A 3-Step Guide on How to Read Between the Lines of Web Content

A 3-Step Guide on How to Read Between the Lines of Web Content

Content review is unavoidable and a mandatory task. Because it is the single most important driving factor that directs people to a page, best practices mandate that you ensure your monetary and time investments that create content have impact and remain relevant over time. This absolutely means setting timelines for reviewing content and identifying which ones can be improved.

Content review is challenging. You must update your list of what makes content high quality based on Google algorithms. Some struggle with the core elements that matter. There is a universal focus of areas that should not be neglected and over time need to be enhanced.

Specific characteristics such as relevant keywords, good spelling and appealing layouts are associated with what is considered to be good content. Here are 3 steps on how to define those targets, measure the performance and assess your changes in a review process.
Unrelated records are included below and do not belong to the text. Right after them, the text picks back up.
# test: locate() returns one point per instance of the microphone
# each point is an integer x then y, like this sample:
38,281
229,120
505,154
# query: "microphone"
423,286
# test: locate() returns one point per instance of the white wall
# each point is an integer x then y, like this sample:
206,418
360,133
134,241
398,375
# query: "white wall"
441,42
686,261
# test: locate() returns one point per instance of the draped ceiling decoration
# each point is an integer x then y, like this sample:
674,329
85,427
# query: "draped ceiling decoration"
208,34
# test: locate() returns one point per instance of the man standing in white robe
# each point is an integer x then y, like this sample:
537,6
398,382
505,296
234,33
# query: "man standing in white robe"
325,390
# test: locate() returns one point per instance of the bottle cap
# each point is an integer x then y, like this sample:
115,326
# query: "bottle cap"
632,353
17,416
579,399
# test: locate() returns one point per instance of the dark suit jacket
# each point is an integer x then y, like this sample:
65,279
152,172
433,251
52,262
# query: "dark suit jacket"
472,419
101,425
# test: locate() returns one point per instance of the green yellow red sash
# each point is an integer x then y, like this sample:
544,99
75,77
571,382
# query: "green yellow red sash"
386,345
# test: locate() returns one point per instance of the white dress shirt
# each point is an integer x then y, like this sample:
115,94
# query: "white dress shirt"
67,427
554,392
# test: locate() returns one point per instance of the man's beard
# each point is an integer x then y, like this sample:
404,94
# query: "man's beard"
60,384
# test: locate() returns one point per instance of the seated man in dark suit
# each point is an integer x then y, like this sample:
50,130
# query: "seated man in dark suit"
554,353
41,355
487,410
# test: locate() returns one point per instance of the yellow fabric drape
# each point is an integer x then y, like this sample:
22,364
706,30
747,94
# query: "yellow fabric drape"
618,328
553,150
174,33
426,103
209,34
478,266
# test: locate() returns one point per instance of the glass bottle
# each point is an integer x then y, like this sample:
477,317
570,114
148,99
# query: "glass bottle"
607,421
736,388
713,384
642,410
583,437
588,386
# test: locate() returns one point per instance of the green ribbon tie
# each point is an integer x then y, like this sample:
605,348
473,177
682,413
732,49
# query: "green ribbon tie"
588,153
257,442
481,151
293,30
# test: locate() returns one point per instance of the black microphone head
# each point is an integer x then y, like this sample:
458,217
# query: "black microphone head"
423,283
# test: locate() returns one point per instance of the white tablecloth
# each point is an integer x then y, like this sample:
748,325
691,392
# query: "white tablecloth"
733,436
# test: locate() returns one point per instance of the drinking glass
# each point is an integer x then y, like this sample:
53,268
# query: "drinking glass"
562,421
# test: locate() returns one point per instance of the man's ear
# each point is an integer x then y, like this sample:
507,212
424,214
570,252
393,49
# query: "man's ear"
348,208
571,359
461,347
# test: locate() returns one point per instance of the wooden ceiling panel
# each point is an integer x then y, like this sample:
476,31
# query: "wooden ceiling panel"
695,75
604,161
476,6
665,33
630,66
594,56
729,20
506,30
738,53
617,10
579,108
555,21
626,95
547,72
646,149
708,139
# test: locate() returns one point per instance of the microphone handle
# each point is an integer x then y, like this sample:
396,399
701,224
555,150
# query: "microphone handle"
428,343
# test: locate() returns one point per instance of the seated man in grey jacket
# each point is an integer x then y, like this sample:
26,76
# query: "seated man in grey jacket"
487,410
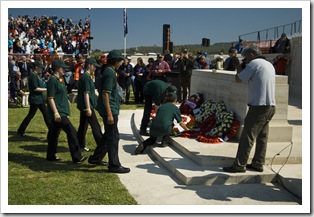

Step 1: Know your audience

This is the most important step because without this you are literally doomed. Identifying your target audience is the key to everything. It should shape the foundation of your content. Insight into the reader’s intent and how to convey your message through this is what you need to achieve.

To arrive to this point, you first need to answer the following questions:

Why are they reading my content?

What does my target audience look like?

Step 2: Reassess and update your existing content

Once you have defined your audience, you can assess your existing content. It’s important to identify the components you should keep, discard and update. Take into consideration, of course, the performance of your components like tone of voice, continuity and design. They should all fall into the spectrum of moderate improvement. One of the most effective ways to evaluate and measure the degree of optimization needed for these components is to create a scorecard. Make sure it contains the current applicable Google best practices for measurement and it should be a direct, reusable and easy to apply tool that can objectively assist you in reviewing the performance of your content.

Step 3: Evaluate your evaluation

Be ready to edit. The fundamental fact about assessing content it that it never – ever – ends. Edits could lend you to deviate away from initial strategies and that’s not always a bad thing. However, you should continuously monitor your updates to ensure that you are on the right track to create highly valued content.

It is efficient to evaluate your material when 50% of the edits are complete and then again at 85%. This will get you to the finish line and your content should be robust and ready to publish. When you’ve completed this task you should look through your revisions and ask the following questions:

Am I using the right language and tone of voice?

Does it look like the information is structured correctly (hierarchically)?

Am I still addressing the needs of my target audience?

Are my target keywords properly integrated?

Moving forward

No two pieces of content are exact but that does not mean there does not exist important commonalities, either. Being able to identify these parallels and understand the role they play across all layouts and topics will lead the way to developing your own review process for evaluating subjective material.